Headline: “Crypto groups hit out at BoE plan to limit stablecoin ownership”
Published: October (recent) Financial Times
Key points:
- BoE proposes capping individual stablecoin holdings at £10,000‑£20,000 and business holdings at £10 million, citing risks around financial stability and bank deposit flight. Financial Times
- Crypto industry groups argue the cap is impractical, costly to enforce, and would discourage innovation — possibly curbing the UK’s competitiveness.
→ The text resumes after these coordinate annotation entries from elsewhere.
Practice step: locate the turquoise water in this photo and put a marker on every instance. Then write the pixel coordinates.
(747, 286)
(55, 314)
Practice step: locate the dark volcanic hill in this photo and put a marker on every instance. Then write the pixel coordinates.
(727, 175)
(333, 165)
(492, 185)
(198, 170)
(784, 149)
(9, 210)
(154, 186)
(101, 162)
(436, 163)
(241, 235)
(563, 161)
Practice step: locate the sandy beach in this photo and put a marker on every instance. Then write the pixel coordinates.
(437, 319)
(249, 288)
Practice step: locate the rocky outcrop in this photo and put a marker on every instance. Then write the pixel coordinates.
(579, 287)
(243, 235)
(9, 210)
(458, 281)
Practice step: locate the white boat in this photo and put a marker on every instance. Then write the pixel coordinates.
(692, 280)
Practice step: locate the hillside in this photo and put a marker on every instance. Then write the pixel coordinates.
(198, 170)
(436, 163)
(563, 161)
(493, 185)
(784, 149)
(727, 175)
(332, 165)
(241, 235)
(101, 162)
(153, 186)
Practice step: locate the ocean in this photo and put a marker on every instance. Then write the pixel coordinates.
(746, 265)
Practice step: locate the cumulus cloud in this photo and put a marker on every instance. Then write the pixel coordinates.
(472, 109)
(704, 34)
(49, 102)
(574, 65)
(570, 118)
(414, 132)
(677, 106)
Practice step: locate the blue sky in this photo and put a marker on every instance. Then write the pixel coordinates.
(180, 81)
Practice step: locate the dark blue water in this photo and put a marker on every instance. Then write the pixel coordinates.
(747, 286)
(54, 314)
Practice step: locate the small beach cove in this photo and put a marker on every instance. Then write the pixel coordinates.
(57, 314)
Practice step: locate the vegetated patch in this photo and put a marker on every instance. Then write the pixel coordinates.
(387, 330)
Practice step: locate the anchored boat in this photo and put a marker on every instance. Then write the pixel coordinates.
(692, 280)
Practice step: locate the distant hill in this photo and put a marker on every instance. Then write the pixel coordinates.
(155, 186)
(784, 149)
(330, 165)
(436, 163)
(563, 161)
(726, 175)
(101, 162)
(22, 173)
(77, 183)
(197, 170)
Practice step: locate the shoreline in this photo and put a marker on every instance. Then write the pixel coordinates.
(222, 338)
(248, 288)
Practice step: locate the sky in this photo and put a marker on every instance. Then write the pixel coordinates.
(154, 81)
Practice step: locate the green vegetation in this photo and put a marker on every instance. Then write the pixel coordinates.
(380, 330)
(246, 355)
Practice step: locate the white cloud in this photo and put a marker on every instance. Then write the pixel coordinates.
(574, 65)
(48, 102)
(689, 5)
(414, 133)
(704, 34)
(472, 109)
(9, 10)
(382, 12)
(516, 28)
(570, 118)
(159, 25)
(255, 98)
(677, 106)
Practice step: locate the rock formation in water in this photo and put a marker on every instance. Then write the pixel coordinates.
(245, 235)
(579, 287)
Financial Times
- The stablecoin market is currently ~$288 billion and projected to hit $1.2 trillion by 2028. Financial Times
Why it matters: - This is a regulatory flashpoint: balancing between innovation (blockchain, stablecoins) and systemic risk (payments, banking system).
- How the UK handles this may set precedent for other jurisdictions—either as a strict model or a cautionary tale.
- For stablecoin issuers and users: the rules could impact holding limits, KYC/AML mechanisms, and business models.
What to watch: - Final version of regulation: whether the caps remain, are adjusted, or replaced by alternative controls.
- How stablecoin issuers adapt: will they restrict UK users, or build workarounds?
- Globally: how other countries coordinate or diverge in stablecoin policy, perhaps leading to regulatory arbitrage.